Mit dem nunmehr angefochtenen Bescheid wies die belangte Behörde gemäß § 94 der Steiermärkischen Gemeindeordnung, LGBl. Nr. 115/1967, die Vorstellung ab. Sie begründete dies nach Darstellung des Sachverhaltes und Wiedergabe der maßgeblichen Bestimmung des § 71 Abs. 1 lit. a AVG 1950 damit, daß unter einem unvorhergesehenen oder unabwendbaren Ereignis nur ein von der Partei unbeeinflußbares Geschehen in der Außenwelt verstanden werde. Bei Versäumnissen durch bevollmächtigte oder beauftragte Personen sei das Vorliegen der Voraussetzungen für eine Wiedereinsetzung nach den für diese Personen maßgebenden Verhältnissen zu beurteilen. Einen Wiedereinsetzungsgrund könne daher nur ein Ereignis bilden, das nicht durch ein Verschulden der Partei (der von ihr beauftragten Person) eingetreten, sei. Eine leichte Fahrlässigkeit der Partei (bzw. der beauftragten Person) schließe daher bereits die Bewilligung der Wiedereinsetzung aus. Diese Rechtsansicht werde in ständiger Judikatur vom Verwaltungsgerichtshof vertreten. Die einzige Durchbrechung habe diese Rechtsprechung durch das Erkenntnis vom , Slg. Nr. 9024/A, erfahren, in welchem als Wiedereinsetzungsgrund auch ein Verschulden eines Kanzleiangestellten eines Rechtsanwaltes anerkannt worden sei. Obwohl in diesem Erkenntnis der Begriff "unvorhergesehen oder unabwendbar" neu definiert worden sei, sei die Rechtsprechung des Verwaltungsgerichtshofes betreffend etwaige Versehen von bevollmächtigten Personen ausdrücklich unverändert geblieben.

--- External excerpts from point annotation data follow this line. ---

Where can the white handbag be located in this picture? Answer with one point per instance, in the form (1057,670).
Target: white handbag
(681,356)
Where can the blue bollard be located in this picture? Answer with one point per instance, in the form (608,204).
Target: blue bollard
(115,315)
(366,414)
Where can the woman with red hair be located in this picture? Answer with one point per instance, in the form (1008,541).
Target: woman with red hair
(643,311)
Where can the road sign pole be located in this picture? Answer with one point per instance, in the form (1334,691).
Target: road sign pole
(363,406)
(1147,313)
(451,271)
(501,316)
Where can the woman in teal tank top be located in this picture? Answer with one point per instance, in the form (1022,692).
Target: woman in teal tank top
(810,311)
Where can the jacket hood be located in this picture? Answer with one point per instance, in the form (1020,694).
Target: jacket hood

Gegen diesen Bescheid richtet sich die vorliegende Beschwerde, mit der Rechtswidrigkeit des Inhaltes des angefochtenen Bescheides geltend gemacht wird. Die belangte Behörde hat die Verwaltungsakten vorgelegt und in der von ihr erstatteten Gegenschrift beantragt, die Beschwerde als unbegründet abzuweisen.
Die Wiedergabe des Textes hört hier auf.